凯特琳看了看男人满是血的腹部,然后扭头看向别处。

“除非他身上还有什么地方给钻了个孔,我说的是,打在肚子上的那枪要了他的命。”

凯特琳点点头。她意识到,她正陷入一种深深的麻木之中。她毫不怀疑是她在他的腹部打出了这个洞。她射出的子弹让喷洒的血飞溅在地毯上。是她当时就使他的眼睛惊得大开,至此还死不瞑目。

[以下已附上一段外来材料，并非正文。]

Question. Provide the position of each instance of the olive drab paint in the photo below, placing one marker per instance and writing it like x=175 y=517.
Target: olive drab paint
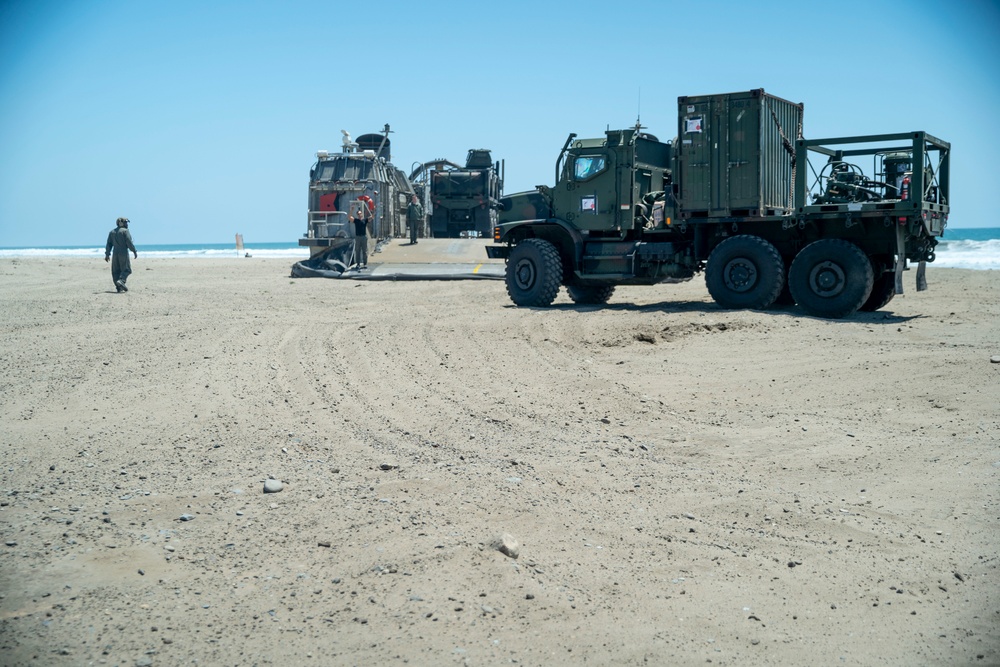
x=740 y=195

“墙那边也有几个弹孔。”比克斯说,指着对面墙上间隔几英尺的两个弹孔。

凯特琳茫然地看着他们。

“顺便说一下,伙计们,”比克斯说,“我可能没有告诉你们不要碰任何东西。但为防万一,我还得说说别碰任何东西。如果你碰过了,拿衬衫用力擦掉。总之我相信我们已经留下了各种各样的狗屎,鞋子里的泥巴,碎皮屑什么的。且不管什么时候警察摸到这里来,我们都没必要帮他们的忙吧?”

凯特琳点了点头。她不记得碰过任何东西。再说,她两天前肯定来过这里,她知道在射杀小布克曼之前或之后,她一定触碰过这里的许多东西。

“桌子上有些信件,”比克斯说,“写给迈克·马格特的。”

凯特琳看着乔什,他在几英尺之外,俯下身靠近拉开的沙发。

“你在看什么?”凯特琳问。

他立即直起身来,好像鬼祟之举被人逮了个正着,引得凯特琳走了过去。她低头向下看,见拉出的沙发的金属框架上,紧挨着又薄又脏的垫子,拷着一副手铐。其中一个悬着的环拷打开了,钥匙还留在锁眼里。凯特琳不禁倒退了一步。

“这个不知道拿来干什么,凯特琳,”乔什说,“怎么会落在这里,是不是有人被……”

他没有说完。不需要继续开口了……

“凯蒂,”比克斯问,“那是你的手机吗?”他指着离尸体不远,扔在肮脏地毯上的手机。

“是吗?”她问道。

“看起来不像你的,”乔什说,他跪在地毯上靠近它,“不是你用的那牌子。还有,你的手机是黑色的。”

“这可能不是她和你在一起时用的手机,”比克斯说,“我遇到她时,她根本就没有手机。不过这个看起来像是我给她买的。我敢打赌手机的背面有‘野东西’的一个图案,跟她的文身一个样。我给她买的。我们让文身师照着这图案来文。手机翻过来。”

“我想我不该碰任何东西。”乔什说。

“如果手机不是她的,那就擦一下再扔掉。”

乔什翻转手机。上面的“野东西”和她的文身一模一样。他站起来,把手机递给凯特琳。她不假思索想要打开它,但已经关上了。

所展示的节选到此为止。